BABY BLUES, czyli SMUTEK PO PORODZIE
To stan ducha, który odczuwa większość kobiet tuż po narodzinach dziecka. Jest to nastrój podyktowany obawami o to, czy podołają roli matki
Ogarniają je narastające wątpliwości, czy na pewno umieją właściwie zareagować na sygnały dawane przez malucha. Ten stan, pełen niepewności, mija samoistnie po ok. dwóch tygodniach, po wdrożeniu w obowiązki i przekonaniu się, że instynkt macierzyński działa, jak należy.

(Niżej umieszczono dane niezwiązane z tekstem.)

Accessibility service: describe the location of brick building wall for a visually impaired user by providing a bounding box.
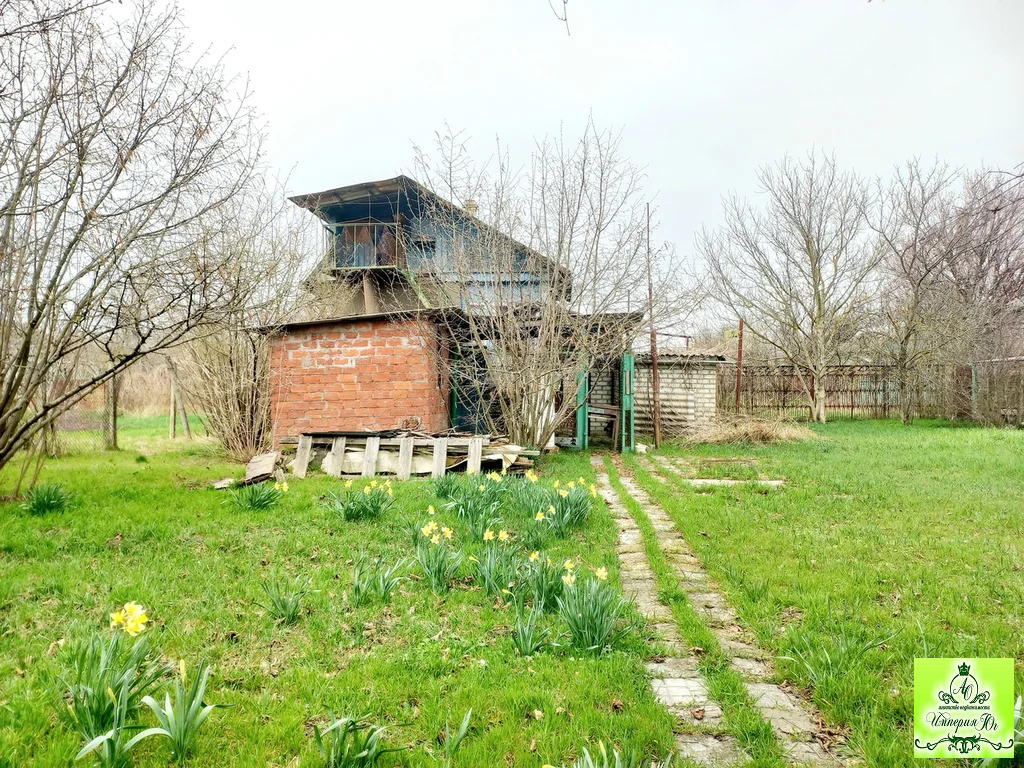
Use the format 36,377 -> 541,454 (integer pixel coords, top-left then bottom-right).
270,317 -> 449,444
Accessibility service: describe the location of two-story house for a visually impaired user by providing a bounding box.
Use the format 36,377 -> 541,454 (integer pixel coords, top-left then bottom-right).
270,176 -> 571,442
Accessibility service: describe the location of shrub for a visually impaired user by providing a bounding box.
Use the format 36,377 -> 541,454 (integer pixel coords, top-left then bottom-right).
22,482 -> 73,515
326,480 -> 394,522
525,552 -> 565,610
416,542 -> 462,595
512,603 -> 549,656
142,662 -> 218,763
231,482 -> 285,512
257,573 -> 316,626
63,632 -> 171,751
470,543 -> 522,596
557,572 -> 628,651
313,712 -> 404,768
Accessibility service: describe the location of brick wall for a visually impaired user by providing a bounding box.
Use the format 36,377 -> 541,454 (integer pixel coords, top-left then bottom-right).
270,318 -> 449,443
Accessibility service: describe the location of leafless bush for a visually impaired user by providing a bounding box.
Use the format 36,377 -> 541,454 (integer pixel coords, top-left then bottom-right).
0,0 -> 262,489
682,415 -> 817,445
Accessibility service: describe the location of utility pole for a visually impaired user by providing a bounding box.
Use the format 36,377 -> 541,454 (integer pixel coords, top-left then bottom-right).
647,203 -> 662,449
736,317 -> 743,416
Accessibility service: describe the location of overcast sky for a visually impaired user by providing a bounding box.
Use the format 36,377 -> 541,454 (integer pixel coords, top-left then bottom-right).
180,0 -> 1024,262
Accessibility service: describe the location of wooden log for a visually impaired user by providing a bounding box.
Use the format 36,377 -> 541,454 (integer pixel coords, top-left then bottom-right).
398,437 -> 413,480
466,437 -> 483,475
292,434 -> 313,477
324,437 -> 345,477
430,437 -> 447,477
362,437 -> 381,477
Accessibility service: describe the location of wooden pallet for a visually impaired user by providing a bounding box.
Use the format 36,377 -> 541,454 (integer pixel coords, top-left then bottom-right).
292,433 -> 507,480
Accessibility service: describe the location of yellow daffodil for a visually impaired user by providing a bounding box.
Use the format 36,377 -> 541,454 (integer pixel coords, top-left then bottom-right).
111,602 -> 150,637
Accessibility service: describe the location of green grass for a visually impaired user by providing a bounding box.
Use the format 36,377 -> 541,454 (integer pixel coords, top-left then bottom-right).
628,422 -> 1024,768
605,458 -> 784,768
0,436 -> 673,768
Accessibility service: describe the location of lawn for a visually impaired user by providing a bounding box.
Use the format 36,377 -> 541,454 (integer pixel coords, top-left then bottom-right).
0,418 -> 673,767
627,422 -> 1024,768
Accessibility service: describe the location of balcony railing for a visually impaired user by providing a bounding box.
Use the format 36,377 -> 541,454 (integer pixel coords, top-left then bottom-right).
334,223 -> 398,269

O wiele poważniejsza jest depresja poporodowa, mogąca pojawić się nawet pół roku po urodzeniu dziecka. To bardzo ważne, aby zauważyć, że z kobietą mającą małe dziecko dzieje się coś złego. Jest płaczliwa, rzadko się odzywa, każda czynność, nie tylko związaną z pielęgnacją dziecka, lecz także np. mycie, ubieranie się, sprzątanie, to dla niej ogromny wysiłek. Najchętniej zaszyłaby się w kącie, gdzie mogłaby spać do woli i płakać, kiedy najdą ją rozpaczliwe myśli. W depresji poporodowej, która jest bardzo ciężką chorobą, a którą powinno się podejrzewać, jeśli zły nastrój nie ustępuje po dwóch tygodniach, chore kobiety mogą różnie reagować na sugestię szukania pomocy u specjalisty. Jedne czują wdzięczność i ufają, że ktoś będzie im w stanie pomóc, inne bronią się przed tym, licząc na to, że ten koszmarny stan sam przejdzie. Otóż nie przejdzie. Właściwym specjalistą, z którego rady powinna skorzystać chora, jest psychiatra. Można też pójść do psychologa, ale ten i tak poleci zasięgnięcie porady lekarza. Depresja poporodowa jest nawet groźniejsza od zwyczajnej depresji, ponieważ częściej pojawiają się w niej myśli samobójcze.